El segundo hombre disparó de forma errática, guiado más por el pánico que por la intención. El estruendo rebotó en las paredes, ensordecedor, y la bala impactó en el respaldo de una silla, desgarrando la tela. Me agaché, sintiendo el frío del suelo bajo las manos, y mis dedos encontraron el peso sólido del pisapapeles de mármol sobre la mesa. Lo lancé en un movimiento limpio, sin titubeo. El impacto fue seco. Definitivo.
El cuerpo cayó, el silencio regresó, más pesado que antes, cargado ahora de consecuencias.
Permanecí de pie en el centro de la sala, con la respiración contenida, mientras la luz de la linterna caída dibujaba sombras deformes que se alargaban sobre el terciopelo. El eco de los disparos se desvanecía lentamente, como si la habitación se negara a olvidar lo ocurrido.
Entonces me giré.
Elias seguía apoyado contra la pared.
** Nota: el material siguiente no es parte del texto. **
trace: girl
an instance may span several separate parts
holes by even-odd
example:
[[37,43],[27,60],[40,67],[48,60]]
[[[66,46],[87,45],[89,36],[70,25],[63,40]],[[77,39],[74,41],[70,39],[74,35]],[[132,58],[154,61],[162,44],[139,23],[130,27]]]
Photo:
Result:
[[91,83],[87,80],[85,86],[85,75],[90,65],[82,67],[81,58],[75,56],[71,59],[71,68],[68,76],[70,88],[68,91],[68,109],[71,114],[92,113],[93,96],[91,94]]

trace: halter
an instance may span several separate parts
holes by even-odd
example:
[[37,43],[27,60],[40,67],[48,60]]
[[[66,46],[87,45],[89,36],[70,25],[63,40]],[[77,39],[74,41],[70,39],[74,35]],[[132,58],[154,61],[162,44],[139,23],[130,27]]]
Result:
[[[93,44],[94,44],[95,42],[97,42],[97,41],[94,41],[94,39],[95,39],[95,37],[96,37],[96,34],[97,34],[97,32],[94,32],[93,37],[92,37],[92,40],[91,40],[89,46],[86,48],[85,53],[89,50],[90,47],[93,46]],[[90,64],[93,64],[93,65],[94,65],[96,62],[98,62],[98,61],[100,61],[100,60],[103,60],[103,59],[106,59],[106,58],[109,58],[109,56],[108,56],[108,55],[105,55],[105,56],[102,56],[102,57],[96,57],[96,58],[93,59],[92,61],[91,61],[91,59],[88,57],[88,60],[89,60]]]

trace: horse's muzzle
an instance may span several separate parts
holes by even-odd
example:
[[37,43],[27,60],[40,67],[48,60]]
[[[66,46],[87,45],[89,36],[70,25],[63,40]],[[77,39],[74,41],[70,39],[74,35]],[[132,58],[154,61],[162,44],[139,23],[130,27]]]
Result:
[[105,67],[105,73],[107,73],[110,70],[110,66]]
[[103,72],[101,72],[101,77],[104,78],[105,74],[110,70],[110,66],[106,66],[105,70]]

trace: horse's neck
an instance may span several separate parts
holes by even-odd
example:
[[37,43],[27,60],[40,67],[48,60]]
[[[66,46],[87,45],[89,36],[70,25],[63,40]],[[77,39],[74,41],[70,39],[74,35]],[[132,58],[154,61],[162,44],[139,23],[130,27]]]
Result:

Sus ojos estaban abiertos, demasiado abiertos, fijos en mí con una intensidad que no dejaba lugar a equívocos. No había alivio en su expresión. Tampoco simple miedo. Había una comprensión áspera, dolorosa, que se abría paso sin concesiones.
—No estabas buscando... —murmuró, con la voz quebrada—. Sabías exactamente dónde estaban.
Recogí el revólver del suelo, comprobé el tambor con movimientos firmes y lo aseguré antes de responder. No había sentido en prolongar lo evidente.
—Sí.
La palabra cayó sin adornos, sin intento de suavizarla.
El silencio que siguió fue más profundo que cualquier oscuridad.
—¿Desde cuándo? —preguntó finalmente.
—Desde siempre.
Elias dejó escapar una exhalación breve, casi una risa sin humor.
—Entiendo...
Pero no lo hacía. No del todo. Y esa fractura se notaba.
Se incorporó por sí mismo, rechazando cualquier ayuda sin necesidad de decirlo. Su cuerpo apenas respondía, pero su orgullo lo mantenía en pie. No insistí.
—No era una mentira por placer —dije, guardando el cuaderno y las fotografías con rapidez—. Era la única forma de seguir con vida.
—Para usted —respondió él, con una calma que resultaba más cortante que cualquier grito—. Para mí fue otra cosa.
No hubo reproche explícito, no hizo falta.
Desde el pasillo llegaron pasos, varios, rápidos, decididos.
El tiempo se agotaba. Abrí la puerta sin esperar.
El contraste con el vestíbulo fue inmediato. La amplitud del espacio, las columnas, los reflejos sobre el mármol pulido, todo se desplegó ante mí con una nitidez que ya no intenté ocultar. Avancé sin medir los pasos, sin fingir torpeza, sin buscar excusas. A mi espalda, Elias me seguía, más lento, más pesado, pero sin apartarse.
Algunos empleados desviaron la mirada al vernos pasar. Otros permanecieron inmóviles, fingiendo no haber notado nada. El banco continuaba funcionando, ajeno en apariencia, mientras en sus entrañas se desataba algo que no podía contener.